Le Case di Comunità non devono essere confuse con presidi di emergenza h24 né con luoghi destinati esclusivamente ad assorbire i “codici bianchi”. A lanciare il monito è Luigi Sparano, segretario regionale vicario della Fimmg Campania, commentando l’avvio dell’Accordo Integrativo Regionale 2025.
Una medicina “di iniziativa”
Il cuore del nuovo modello organizzativo, secondo la Fimmg, risiede nella medicina di iniziativa.
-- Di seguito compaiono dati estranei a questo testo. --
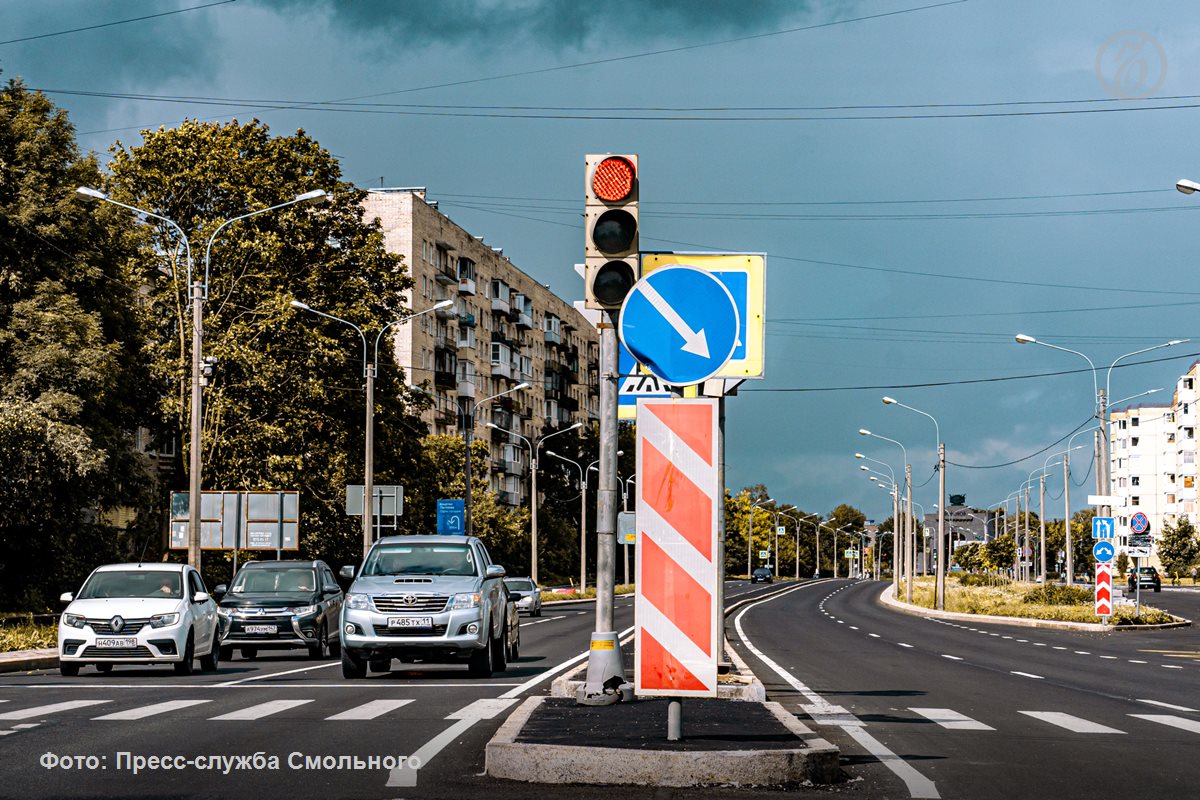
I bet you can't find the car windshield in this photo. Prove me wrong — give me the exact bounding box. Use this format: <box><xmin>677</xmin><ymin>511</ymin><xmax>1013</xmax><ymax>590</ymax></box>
<box><xmin>229</xmin><ymin>567</ymin><xmax>317</xmax><ymax>594</ymax></box>
<box><xmin>362</xmin><ymin>543</ymin><xmax>476</xmax><ymax>576</ymax></box>
<box><xmin>78</xmin><ymin>570</ymin><xmax>184</xmax><ymax>600</ymax></box>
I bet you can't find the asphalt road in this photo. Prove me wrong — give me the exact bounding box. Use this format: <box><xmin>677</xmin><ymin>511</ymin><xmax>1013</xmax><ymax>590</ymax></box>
<box><xmin>731</xmin><ymin>581</ymin><xmax>1200</xmax><ymax>800</ymax></box>
<box><xmin>0</xmin><ymin>582</ymin><xmax>780</xmax><ymax>799</ymax></box>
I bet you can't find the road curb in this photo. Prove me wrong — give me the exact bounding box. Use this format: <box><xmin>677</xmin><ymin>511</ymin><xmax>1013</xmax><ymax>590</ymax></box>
<box><xmin>878</xmin><ymin>584</ymin><xmax>1192</xmax><ymax>633</ymax></box>
<box><xmin>484</xmin><ymin>697</ymin><xmax>840</xmax><ymax>787</ymax></box>
<box><xmin>0</xmin><ymin>648</ymin><xmax>59</xmax><ymax>673</ymax></box>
L’obiettivo non è attendere che il paziente manifesti un’urgenza, ma intercettare il bisogno di salute prima che esploda.
«La funzione delle Case di Comunità è preventiva e programmata – spiega Sparano. – Al loro interno si punta a promuovere la salute, rafforzare la prevenzione, organizzare vaccinazioni e screening, oltre a migliorare la gestione delle fragilità».
Il nodo della logistica e i medici
Un punto cruciale riguarda la collocazione fisica dei medici. L’esperienza avviata nella Asl Napoli 1 Centro dimostra che il modello si sta sviluppando in modo ibrido con spazi distrettuali laddove sono disponibili e studi professionali che restano centrali, poiché gli spazi interni alle strutture distrettuali sono spesso limitati.
Per quest’ultimo punto Sparano chiarisce che la sfida non è “chiudere i medici in un ufficio”, ma metterli in condizione di collaborare con specialisti e servizi territoriali per gestire patologie come diabete, ipertensione e malattie respiratorie.
Chiarimenti
La cosa più importante che Sparano chiarisce è che non è un servizio H24, mentre la Fimmg sottolinea la necessità di correggere un “equivoco comunicativo” che potrebbe generare false aspettative nei cittadini.
Queste Case di Comunità sottolinea Sparano «non sono dei mini pronto soccorso aperti a tutte le ore, né luoghi pensati semplicemente per assorbire i cosiddetti codici bianchi. La loro funzione è un’altra: rafforzare la medicina di iniziativa e di prossimità, migliorare la presa in carico dei pazienti cronici e costruire un collegamento più stretto tra medici di famiglia, specialisti e servizi territoriali».
«Se passa il messaggio che lì si trova una porta aperta 24 ore su 24, passa un messaggio sbagliato» avverte il segretario. La vera rivoluzione passa per gli strumenti informatici che permettono ai medici di famiglia di individuare le popolazioni a rischio e attivare percorsi di cura mirati, rendendo la sanità territoriale più ordinata, vicina ed efficace.